Statistical Analysis

Lecture 9: Bivariate Regression

Bogdan G. Popescu

John Cabot University

Introduction

From Correlation to Regression

  • Previously: Pearson correlation coefficient (\(r\))
    • Measures strength and direction of a linear relationship
  • Limitation: \(X\) and \(Y\) are interchangeable
    • \(r\) does not distinguish IV from DV
  • Today: regression lets us predict \(Y\) from \(X\)
    • Assigns roles: \(X\) is the predictor, \(Y\) is the outcome

Pearson Correlation (Recap)

\[ r = \frac{\frac{\sum(X_i - \bar{X})(Y_i - \bar{Y})}{n}}{s_X \cdot s_Y} \]

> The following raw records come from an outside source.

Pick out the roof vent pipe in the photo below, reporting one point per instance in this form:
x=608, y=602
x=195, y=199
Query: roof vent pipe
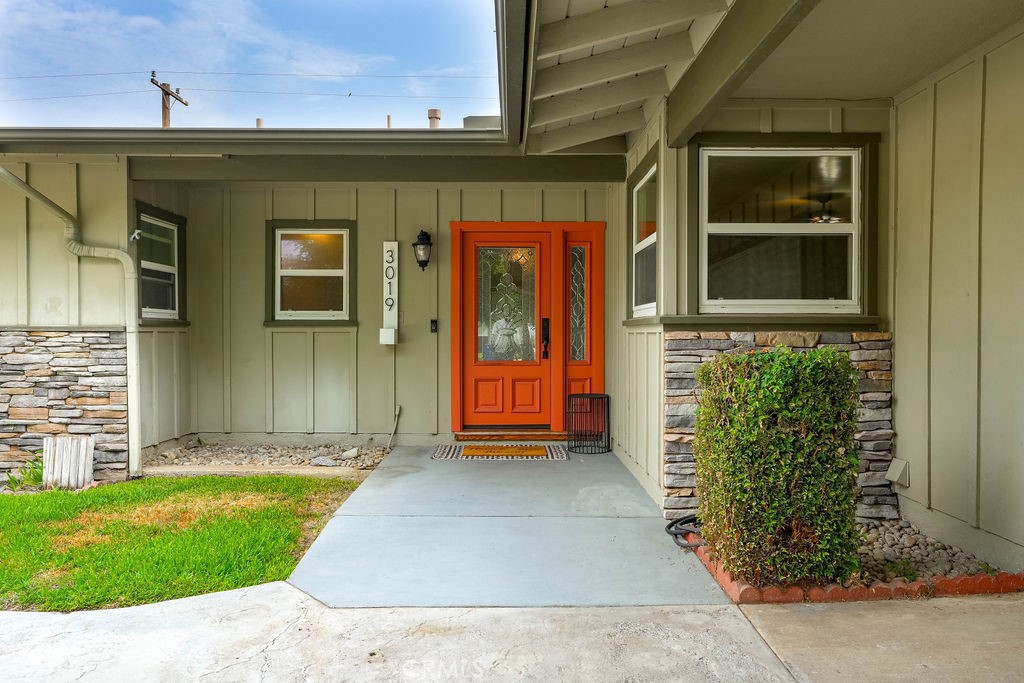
x=73, y=243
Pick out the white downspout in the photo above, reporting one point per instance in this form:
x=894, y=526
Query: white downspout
x=74, y=245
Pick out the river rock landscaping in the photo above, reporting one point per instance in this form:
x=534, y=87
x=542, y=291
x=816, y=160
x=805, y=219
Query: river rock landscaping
x=265, y=455
x=894, y=549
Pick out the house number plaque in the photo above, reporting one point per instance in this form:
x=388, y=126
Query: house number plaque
x=389, y=329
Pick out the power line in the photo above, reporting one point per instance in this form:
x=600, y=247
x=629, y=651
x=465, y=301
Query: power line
x=113, y=73
x=86, y=94
x=253, y=92
x=333, y=94
x=259, y=74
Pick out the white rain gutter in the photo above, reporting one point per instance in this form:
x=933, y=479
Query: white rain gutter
x=74, y=245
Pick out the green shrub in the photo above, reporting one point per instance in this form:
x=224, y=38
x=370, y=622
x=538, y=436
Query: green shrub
x=776, y=465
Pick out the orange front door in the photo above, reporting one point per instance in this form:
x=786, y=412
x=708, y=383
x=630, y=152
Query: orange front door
x=527, y=317
x=507, y=335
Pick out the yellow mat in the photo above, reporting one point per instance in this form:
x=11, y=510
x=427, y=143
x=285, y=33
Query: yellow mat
x=492, y=452
x=507, y=451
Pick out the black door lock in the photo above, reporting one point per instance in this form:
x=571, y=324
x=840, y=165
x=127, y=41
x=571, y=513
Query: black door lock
x=545, y=336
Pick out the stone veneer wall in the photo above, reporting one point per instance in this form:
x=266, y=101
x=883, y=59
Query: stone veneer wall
x=71, y=382
x=870, y=353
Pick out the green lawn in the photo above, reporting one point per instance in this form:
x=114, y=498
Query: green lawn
x=155, y=540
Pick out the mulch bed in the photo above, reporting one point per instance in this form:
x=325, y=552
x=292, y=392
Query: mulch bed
x=742, y=593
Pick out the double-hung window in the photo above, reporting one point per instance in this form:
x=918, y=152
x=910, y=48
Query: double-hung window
x=644, y=241
x=161, y=268
x=311, y=273
x=780, y=229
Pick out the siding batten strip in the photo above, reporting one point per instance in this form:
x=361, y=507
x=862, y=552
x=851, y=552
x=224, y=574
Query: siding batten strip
x=310, y=364
x=980, y=89
x=225, y=228
x=268, y=360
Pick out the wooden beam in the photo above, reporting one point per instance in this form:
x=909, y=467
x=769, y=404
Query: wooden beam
x=604, y=166
x=607, y=145
x=597, y=129
x=567, y=105
x=610, y=66
x=620, y=22
x=750, y=32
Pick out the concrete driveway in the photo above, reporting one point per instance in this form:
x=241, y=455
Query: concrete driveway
x=509, y=571
x=276, y=633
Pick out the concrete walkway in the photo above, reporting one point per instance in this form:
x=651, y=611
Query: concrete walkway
x=423, y=532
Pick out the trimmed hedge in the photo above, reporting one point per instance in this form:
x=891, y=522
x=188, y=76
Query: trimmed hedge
x=777, y=466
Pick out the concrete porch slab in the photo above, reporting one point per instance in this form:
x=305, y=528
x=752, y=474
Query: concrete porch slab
x=421, y=532
x=409, y=482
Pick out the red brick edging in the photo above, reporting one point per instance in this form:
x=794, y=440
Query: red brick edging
x=742, y=593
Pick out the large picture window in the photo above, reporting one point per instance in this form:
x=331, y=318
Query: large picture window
x=311, y=275
x=645, y=211
x=780, y=229
x=160, y=239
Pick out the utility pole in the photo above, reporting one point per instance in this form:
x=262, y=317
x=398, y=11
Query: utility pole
x=166, y=99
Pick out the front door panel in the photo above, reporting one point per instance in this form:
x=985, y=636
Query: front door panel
x=527, y=304
x=507, y=369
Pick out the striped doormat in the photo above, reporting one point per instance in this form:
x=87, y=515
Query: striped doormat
x=525, y=452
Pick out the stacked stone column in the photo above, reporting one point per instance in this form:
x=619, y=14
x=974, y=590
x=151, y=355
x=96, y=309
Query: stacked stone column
x=870, y=353
x=64, y=382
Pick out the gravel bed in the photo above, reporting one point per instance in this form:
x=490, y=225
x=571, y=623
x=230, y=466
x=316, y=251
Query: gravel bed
x=318, y=456
x=894, y=549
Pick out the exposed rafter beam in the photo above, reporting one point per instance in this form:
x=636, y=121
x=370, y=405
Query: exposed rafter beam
x=580, y=102
x=589, y=131
x=620, y=22
x=750, y=32
x=609, y=66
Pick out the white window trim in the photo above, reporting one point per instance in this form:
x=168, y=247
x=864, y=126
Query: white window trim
x=854, y=228
x=163, y=313
x=280, y=314
x=644, y=309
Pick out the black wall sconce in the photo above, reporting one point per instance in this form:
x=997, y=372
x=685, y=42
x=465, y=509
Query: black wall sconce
x=422, y=249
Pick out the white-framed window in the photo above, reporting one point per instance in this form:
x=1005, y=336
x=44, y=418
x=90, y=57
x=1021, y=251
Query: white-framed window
x=159, y=257
x=311, y=273
x=644, y=241
x=780, y=230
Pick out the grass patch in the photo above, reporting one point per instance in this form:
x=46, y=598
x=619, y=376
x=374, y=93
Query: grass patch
x=155, y=540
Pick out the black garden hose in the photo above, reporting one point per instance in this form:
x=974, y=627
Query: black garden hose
x=678, y=528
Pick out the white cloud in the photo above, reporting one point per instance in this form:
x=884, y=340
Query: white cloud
x=42, y=37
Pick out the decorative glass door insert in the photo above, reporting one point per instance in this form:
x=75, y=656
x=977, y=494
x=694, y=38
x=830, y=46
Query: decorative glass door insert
x=506, y=303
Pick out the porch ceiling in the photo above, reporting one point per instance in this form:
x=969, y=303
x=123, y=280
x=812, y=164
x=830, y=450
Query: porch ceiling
x=600, y=67
x=875, y=48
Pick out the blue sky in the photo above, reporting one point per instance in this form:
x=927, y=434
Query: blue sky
x=367, y=48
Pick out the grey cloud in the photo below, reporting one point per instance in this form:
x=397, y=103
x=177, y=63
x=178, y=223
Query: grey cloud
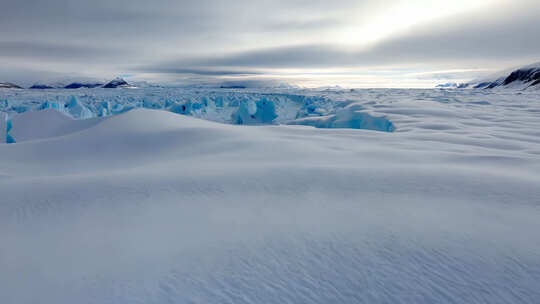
x=510, y=36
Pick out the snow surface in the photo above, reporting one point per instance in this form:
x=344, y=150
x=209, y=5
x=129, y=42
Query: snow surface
x=149, y=206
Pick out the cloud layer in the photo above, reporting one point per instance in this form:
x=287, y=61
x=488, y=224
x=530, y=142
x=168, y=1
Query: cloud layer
x=209, y=39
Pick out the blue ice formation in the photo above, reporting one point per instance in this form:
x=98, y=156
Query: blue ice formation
x=5, y=126
x=9, y=138
x=77, y=110
x=249, y=113
x=245, y=108
x=351, y=117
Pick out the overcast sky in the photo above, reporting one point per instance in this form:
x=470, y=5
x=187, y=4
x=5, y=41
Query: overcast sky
x=352, y=43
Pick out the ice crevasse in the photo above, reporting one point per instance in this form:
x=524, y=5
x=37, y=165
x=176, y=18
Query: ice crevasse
x=5, y=126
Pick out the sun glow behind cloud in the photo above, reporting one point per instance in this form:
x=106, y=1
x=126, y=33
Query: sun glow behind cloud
x=402, y=17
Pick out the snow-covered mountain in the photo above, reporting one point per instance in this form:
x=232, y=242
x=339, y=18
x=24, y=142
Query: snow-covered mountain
x=40, y=86
x=78, y=85
x=8, y=85
x=117, y=83
x=526, y=77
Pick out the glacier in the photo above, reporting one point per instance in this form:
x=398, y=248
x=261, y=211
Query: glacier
x=226, y=106
x=319, y=196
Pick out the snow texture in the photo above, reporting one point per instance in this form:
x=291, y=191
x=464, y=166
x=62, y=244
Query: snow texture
x=151, y=206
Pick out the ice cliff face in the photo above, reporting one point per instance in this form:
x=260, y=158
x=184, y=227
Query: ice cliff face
x=117, y=83
x=232, y=107
x=527, y=77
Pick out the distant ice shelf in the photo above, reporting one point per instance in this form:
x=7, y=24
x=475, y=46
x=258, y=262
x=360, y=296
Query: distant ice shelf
x=232, y=107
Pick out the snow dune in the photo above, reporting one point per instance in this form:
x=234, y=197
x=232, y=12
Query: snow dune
x=154, y=207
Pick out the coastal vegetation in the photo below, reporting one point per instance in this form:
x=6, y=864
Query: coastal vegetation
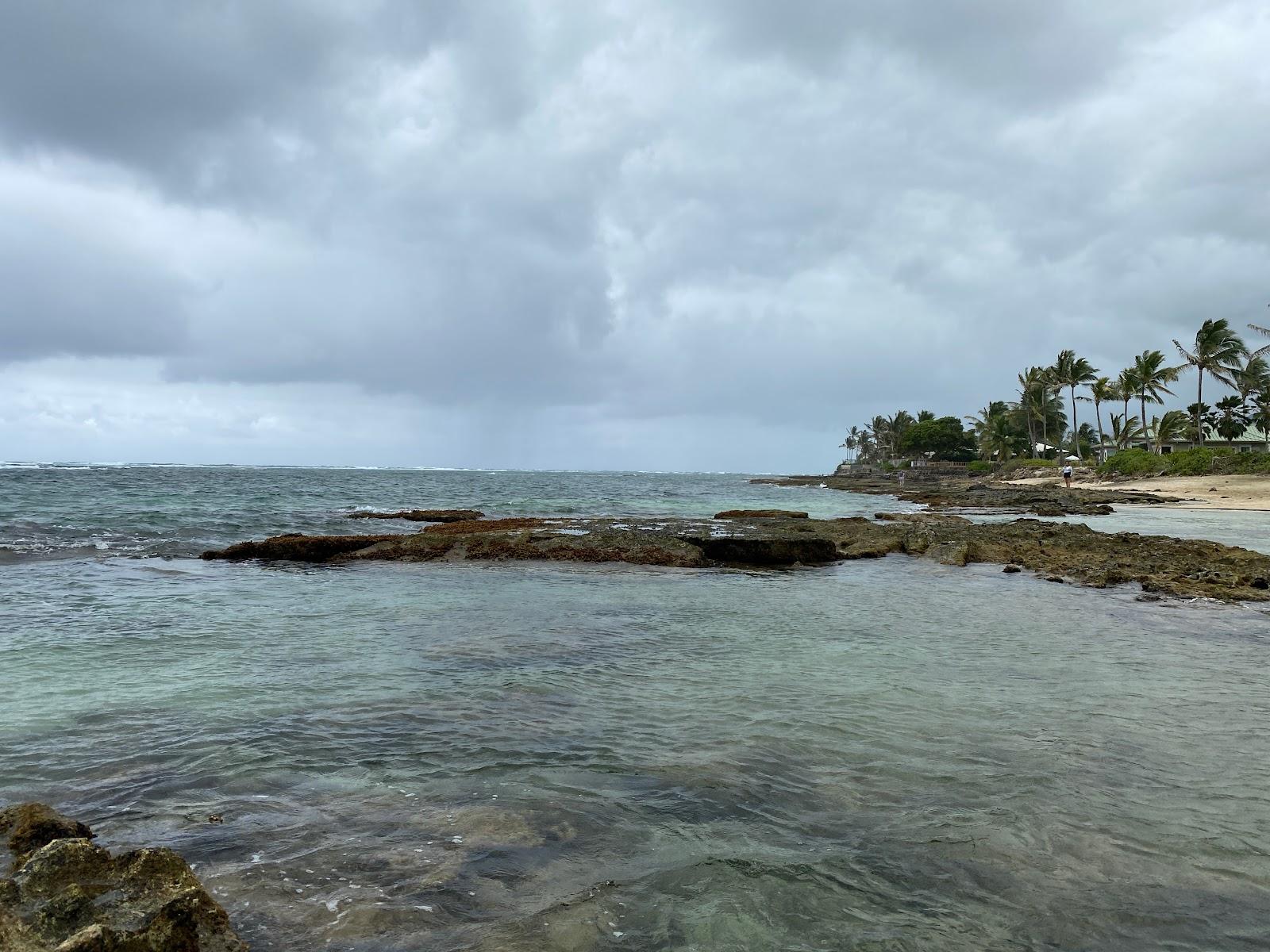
x=1045, y=408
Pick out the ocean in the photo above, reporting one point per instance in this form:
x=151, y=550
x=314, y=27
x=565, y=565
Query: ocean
x=886, y=754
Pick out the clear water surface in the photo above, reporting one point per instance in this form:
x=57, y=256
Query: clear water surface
x=886, y=754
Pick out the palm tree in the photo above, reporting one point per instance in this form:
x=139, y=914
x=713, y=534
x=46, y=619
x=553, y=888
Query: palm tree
x=1029, y=382
x=1128, y=385
x=851, y=443
x=1230, y=419
x=1259, y=329
x=1151, y=376
x=999, y=438
x=1194, y=413
x=1253, y=378
x=1072, y=371
x=895, y=428
x=1124, y=431
x=1261, y=416
x=1217, y=349
x=986, y=420
x=1102, y=391
x=1168, y=428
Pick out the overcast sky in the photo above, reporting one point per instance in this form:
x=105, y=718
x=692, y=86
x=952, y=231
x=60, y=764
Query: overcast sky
x=695, y=234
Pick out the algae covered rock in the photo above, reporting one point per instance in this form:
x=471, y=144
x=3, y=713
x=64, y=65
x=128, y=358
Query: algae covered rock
x=69, y=895
x=423, y=514
x=761, y=514
x=32, y=825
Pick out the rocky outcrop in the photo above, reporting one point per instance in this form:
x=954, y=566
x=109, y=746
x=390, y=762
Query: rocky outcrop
x=1060, y=551
x=761, y=514
x=423, y=514
x=69, y=895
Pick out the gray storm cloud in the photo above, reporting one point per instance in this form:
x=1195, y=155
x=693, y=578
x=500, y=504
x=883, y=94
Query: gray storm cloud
x=783, y=216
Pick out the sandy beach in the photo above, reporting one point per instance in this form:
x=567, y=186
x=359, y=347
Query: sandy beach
x=1200, y=492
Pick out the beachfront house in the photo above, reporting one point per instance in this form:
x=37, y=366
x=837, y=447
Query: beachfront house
x=1253, y=441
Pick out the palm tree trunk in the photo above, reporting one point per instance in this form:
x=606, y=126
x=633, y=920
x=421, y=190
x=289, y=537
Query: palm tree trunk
x=1199, y=405
x=1076, y=431
x=1098, y=412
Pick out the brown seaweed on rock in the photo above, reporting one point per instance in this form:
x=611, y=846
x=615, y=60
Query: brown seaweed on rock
x=67, y=895
x=423, y=514
x=1181, y=568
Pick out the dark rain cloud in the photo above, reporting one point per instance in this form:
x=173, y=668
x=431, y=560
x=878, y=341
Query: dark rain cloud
x=634, y=211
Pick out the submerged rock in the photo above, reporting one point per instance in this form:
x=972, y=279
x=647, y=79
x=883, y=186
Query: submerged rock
x=423, y=514
x=73, y=896
x=1067, y=551
x=33, y=825
x=761, y=514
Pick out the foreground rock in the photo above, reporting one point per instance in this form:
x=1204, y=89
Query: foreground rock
x=69, y=895
x=423, y=514
x=981, y=495
x=1060, y=551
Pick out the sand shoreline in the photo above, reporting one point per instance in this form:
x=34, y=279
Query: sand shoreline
x=1216, y=492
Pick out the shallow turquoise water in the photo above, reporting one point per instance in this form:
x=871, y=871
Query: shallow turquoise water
x=886, y=754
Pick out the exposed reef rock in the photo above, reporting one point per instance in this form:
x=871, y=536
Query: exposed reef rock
x=1181, y=568
x=761, y=514
x=979, y=495
x=69, y=895
x=423, y=514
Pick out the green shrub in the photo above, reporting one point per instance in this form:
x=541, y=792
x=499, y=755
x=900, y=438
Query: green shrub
x=1255, y=463
x=1197, y=461
x=1134, y=463
x=1022, y=463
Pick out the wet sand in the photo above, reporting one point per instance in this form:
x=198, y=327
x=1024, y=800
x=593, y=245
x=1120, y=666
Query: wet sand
x=1249, y=493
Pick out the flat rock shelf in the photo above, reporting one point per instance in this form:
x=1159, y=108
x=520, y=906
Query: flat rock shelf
x=1057, y=551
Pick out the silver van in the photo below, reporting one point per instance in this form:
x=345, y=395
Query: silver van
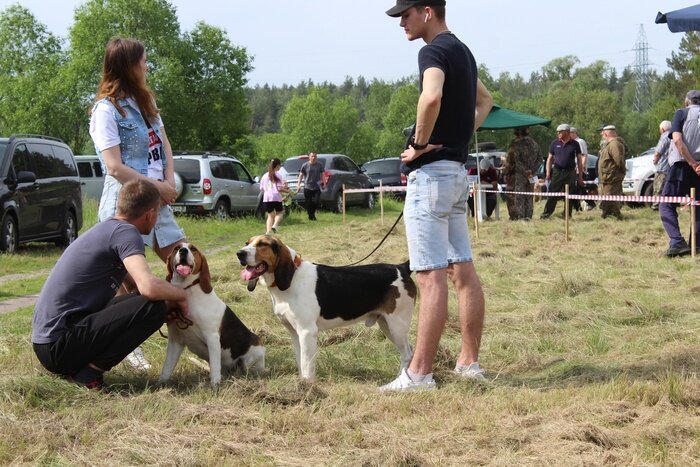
x=92, y=177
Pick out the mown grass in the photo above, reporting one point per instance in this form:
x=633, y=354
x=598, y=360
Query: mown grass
x=592, y=348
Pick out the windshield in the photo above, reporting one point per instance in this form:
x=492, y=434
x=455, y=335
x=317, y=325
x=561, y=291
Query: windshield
x=294, y=165
x=3, y=147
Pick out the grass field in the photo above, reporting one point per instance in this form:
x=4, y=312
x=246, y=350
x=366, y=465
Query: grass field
x=592, y=350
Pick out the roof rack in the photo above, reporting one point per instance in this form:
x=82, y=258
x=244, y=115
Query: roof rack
x=29, y=135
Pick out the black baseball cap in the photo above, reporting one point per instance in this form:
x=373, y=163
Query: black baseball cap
x=403, y=5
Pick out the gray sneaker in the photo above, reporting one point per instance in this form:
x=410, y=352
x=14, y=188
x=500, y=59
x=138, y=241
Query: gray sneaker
x=471, y=372
x=404, y=383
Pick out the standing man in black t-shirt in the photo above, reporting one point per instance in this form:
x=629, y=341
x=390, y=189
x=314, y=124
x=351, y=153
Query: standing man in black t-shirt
x=563, y=163
x=452, y=103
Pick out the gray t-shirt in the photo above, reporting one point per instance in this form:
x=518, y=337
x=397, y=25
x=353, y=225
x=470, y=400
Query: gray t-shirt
x=312, y=175
x=85, y=278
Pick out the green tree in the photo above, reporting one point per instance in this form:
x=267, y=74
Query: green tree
x=30, y=61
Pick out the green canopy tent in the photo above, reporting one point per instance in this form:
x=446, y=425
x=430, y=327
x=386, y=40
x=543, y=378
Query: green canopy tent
x=504, y=119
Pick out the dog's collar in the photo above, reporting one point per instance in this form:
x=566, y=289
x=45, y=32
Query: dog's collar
x=297, y=263
x=196, y=281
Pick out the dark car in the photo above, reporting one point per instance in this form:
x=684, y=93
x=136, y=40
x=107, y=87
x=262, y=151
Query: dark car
x=40, y=193
x=388, y=170
x=338, y=170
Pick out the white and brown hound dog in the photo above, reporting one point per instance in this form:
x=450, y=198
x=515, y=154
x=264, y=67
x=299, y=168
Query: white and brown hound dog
x=215, y=333
x=309, y=297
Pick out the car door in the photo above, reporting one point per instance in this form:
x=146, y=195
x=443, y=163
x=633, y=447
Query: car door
x=352, y=177
x=27, y=197
x=249, y=190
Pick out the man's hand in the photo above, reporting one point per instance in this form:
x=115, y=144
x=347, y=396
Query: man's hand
x=411, y=154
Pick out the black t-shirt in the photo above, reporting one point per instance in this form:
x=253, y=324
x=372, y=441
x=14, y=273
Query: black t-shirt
x=455, y=123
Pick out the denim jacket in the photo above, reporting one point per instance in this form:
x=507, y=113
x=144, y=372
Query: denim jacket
x=133, y=134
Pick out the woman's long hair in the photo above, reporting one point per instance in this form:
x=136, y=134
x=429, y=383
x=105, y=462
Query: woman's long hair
x=122, y=78
x=274, y=163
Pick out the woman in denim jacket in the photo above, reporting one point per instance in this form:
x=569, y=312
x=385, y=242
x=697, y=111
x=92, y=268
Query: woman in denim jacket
x=131, y=143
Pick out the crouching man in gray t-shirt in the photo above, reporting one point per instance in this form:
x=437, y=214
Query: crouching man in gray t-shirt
x=79, y=329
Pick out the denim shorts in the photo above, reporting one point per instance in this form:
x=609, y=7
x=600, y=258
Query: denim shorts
x=166, y=230
x=435, y=216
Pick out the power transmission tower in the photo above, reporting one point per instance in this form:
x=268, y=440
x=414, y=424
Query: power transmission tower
x=642, y=95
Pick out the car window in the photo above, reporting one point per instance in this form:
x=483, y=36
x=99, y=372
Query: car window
x=84, y=170
x=382, y=167
x=63, y=162
x=21, y=160
x=294, y=165
x=241, y=173
x=340, y=163
x=188, y=169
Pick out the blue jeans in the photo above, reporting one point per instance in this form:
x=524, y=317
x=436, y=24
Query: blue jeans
x=435, y=216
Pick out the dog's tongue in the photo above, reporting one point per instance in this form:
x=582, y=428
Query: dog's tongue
x=249, y=273
x=183, y=269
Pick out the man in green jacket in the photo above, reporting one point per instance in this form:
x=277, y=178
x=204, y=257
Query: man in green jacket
x=611, y=170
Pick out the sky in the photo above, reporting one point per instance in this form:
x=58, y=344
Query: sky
x=329, y=40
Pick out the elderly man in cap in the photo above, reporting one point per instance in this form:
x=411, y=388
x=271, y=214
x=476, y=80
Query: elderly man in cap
x=564, y=166
x=683, y=171
x=663, y=147
x=611, y=170
x=452, y=104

  • Ranges from \(-1\) to \(+1\)
  • Does not imply causation
  • Treats \(X\) and \(Y\) symmetrically

Notation

Population vs. Sample Notation

Before building the regression equation, we distinguish population parameters from sample statistics:

Concept Population Sample
Mean \(\mu_X\), \(\mu_Y\) \(\bar{X}\), \(\bar{Y}\)
Std. Dev. \(\sigma_X\), \(\sigma_Y\) \(s_X\), \(s_Y\)
Size \(N\) \(n\)
  • We observe the sample but want to learn about the population

Sample Standard Deviation

\[s_Y = \sqrt{\frac{\sum_{i=1}^{n}(Y_i - \bar{Y})^2}{n}}\]

  • \(Y_i\): the \(i\)th value of variable \(Y\)
  • \(\bar{Y}\): sample mean of \(Y\)
  • \(n\): sample size

Regression Notation

The regression equation can be written two equivalent ways:

\[\hat{Y} = bX + a \quad \text{or} \quad \hat{y} = \hat{\beta}_0 + \hat{\beta}_1 x + \epsilon\]

Symbol Equivalent Meaning
\(\hat{\beta}_0\) \(a\) Intercept
\(\hat{\beta}_1\) \(b\) Slope
\(\epsilon\) Error term

Estimates vs. True Values

\[\hat{y} = \hat{\beta}_0 + \hat{\beta}_1 x + \epsilon \quad \text{(sample estimate)}\]

\[y = \beta_0 + \beta_1 x + \epsilon \quad \text{(true population)}\]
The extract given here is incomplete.